I guess I should stop teasing Rob about taking pictures of trains, if I end up using them.

It was also a momentous week because Thursday was one of the two days a year the sun actually sets directly behind Mount Fuji when viewed from around Hayama. Lots of Japanese, being the nature- and camera-loving people that they are, flocked to our little Morito Beach to document the sight.

Say cheese, Fuji-san.

Great week!

Pictures as Promised

Good old Rob–got the pictures uploaded! Here is a sampling of out most recent endeavors:

Our house is on the right--it's difficult to photograph.

Just because--Chip at the Navy Lodge

Small cute thing in my arms: Chip. Small cute thing next to me:The Duet!

Mt. Fuji from Morito Beach, near our house.

On the right, Mr. Fuji. On the left, the sun.

Japanese ladies, boot-scooting their little hearts out at the "Spring Festa" on base.

Mr. Fuji

I saw Mount Fuji! It seems like every location around here advertises that from it, one can see Mount Fuji “on a clear day.” It’s like the “George Washington slept here” of Japan. I was doubtful of these claims, especially during the one windy day we were inhaling the remnants of a Chinese sandstorm. Rob and I even have a bet about how many times we will actually see Mt. Fuji here–my guess was 4. But sure enough, the other morning was clear as a bell and there was Mt. Fuji looming serenely over the base. The Japanese call it Fuji-san, and I think it is very respectful to give the mountain its due honorific. So I was very pleased to say “Good Morning” to Mr. Fuji.
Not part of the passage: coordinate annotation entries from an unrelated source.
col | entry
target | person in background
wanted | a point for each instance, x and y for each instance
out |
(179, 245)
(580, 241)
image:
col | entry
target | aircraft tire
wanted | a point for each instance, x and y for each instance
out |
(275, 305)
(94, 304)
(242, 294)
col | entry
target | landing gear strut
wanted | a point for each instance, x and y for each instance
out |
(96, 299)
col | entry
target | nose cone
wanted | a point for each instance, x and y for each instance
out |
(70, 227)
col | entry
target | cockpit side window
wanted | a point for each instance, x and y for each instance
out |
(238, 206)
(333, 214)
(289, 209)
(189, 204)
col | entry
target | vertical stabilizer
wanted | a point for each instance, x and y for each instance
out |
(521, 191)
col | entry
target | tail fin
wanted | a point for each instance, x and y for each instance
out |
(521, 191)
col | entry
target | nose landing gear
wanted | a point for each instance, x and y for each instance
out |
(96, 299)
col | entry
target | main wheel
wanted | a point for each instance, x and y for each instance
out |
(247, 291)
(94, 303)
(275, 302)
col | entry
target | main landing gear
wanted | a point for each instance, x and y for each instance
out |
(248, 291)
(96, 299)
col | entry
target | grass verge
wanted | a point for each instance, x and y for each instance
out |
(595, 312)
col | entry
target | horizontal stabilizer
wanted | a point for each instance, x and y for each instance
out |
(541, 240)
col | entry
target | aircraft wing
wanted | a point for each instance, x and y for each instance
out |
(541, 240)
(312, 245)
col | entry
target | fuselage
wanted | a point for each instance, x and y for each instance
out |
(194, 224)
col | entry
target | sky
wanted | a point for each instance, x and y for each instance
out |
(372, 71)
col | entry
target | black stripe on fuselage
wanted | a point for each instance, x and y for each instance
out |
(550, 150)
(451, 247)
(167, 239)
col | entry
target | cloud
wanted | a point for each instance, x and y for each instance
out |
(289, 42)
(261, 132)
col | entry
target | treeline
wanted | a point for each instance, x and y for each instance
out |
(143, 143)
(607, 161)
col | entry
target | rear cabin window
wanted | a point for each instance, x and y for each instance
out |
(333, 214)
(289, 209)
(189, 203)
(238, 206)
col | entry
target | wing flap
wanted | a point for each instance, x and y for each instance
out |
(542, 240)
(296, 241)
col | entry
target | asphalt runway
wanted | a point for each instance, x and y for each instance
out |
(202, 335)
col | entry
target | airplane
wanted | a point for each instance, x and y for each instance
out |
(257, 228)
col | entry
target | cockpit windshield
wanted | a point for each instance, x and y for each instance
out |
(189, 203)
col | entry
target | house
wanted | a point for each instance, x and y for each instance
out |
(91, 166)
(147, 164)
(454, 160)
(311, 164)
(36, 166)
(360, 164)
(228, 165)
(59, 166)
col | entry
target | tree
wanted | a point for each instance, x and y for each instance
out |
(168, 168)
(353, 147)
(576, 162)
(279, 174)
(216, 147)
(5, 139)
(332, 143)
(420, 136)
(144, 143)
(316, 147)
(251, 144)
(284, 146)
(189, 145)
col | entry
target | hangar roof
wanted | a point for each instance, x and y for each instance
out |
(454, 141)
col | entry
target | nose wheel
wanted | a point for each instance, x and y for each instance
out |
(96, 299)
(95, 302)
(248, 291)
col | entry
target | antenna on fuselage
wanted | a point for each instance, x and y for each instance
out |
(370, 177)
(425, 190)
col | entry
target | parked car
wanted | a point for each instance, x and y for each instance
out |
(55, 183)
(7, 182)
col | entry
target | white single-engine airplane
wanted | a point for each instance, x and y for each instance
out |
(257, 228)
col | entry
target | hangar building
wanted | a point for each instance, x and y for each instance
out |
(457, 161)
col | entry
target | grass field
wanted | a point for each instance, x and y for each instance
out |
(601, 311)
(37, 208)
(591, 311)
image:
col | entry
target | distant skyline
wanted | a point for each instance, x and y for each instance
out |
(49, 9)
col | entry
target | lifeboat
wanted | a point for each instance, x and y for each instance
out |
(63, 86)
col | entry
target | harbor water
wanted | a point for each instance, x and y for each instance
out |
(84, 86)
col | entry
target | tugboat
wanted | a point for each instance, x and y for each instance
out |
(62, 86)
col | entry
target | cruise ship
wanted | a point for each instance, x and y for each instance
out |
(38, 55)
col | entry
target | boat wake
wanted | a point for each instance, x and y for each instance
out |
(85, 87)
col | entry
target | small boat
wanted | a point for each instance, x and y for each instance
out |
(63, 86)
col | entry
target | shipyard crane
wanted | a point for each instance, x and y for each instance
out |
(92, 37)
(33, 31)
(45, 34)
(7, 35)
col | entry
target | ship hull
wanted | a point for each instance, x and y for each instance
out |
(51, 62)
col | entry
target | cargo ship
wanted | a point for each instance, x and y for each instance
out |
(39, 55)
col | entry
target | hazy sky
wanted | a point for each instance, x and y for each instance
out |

Rob and I survived our “Area Orientation Brief and Inter-Cultural Relations” class, and Chip survived his first week of day care. The class was great, although a lot of the content focused on things appropriate to the young sailor on his or her first deployment–please don’t get too drunk, please don’t deface shrines, please don’t assault cab drivers. The Japanese take honor and responsibility so seriously that when an American does bad things Admirals have to apologize, and they just have better things to do. The best day of the class was when they took us to the train station and turned us loose. Rob and I had a nice day in a gigantic department store in Yokohama (we would have done something more culturally-enriching outdoors, but it was 40 degrees and pouring. Besides, as Prof. Longstreth always said, you can learn a lot about a culture from its department stores).  Everything was so beautiful, and so expensive. The whole experience was a bit overwhelming for the eyes. You could get your complete spring Burberry line or a $25,000 kimono. There was almost an entire floor devoted to bento boxes. The basement food stores were fascinating; I sampled cherry-blossom tea and was thrilled to find soft-serve ice cream. Rob was thrilled to find the Japanese J. Press, although not much would have fit him. Not much would have fit me, come to think of it.

The other day we also got our cell phones, so if you are in Japan, call me. Here are the things that I can do on my FREE cell phone (I can only imagine what the one that cost $500 does):

  • Text.
  • E-mail.
  • Take better-quality photos than on my digital camera.
  • Listen to mp3s.
  • Play games.
  • Watch and record Japanese television.
  • Use it as a flashlight–it has an actual flashlight built-in, not just the screen.
  • Receive early earthquake warnings.
  • Get people’s contact information simply by TOUCHING PHONES! No more laborious physical typing in of the name and number into my contact book–whew.
  • Translate things into Japanese for me.

Of course, most of this is theoretical. I haven’t actually figured out how to do a lot of it. I haven’t even figured out how to check my voicemail, actually.

We move in to our house on Tuesday! Days left in the Navy Lodge: 3. Since we didn’t have a bed, this morning we went to a beautiful home goods shop nearby on the train (image Bed, Bath & Beyond but totally clean and with a completely tasteful inventory), and bought a futon. As we have no car yet, Rob hauled the futon home on the train. What a husband. Fortunately, the Japanese are too polite to stare. (I promise pictures of that, too, when I get a chance.)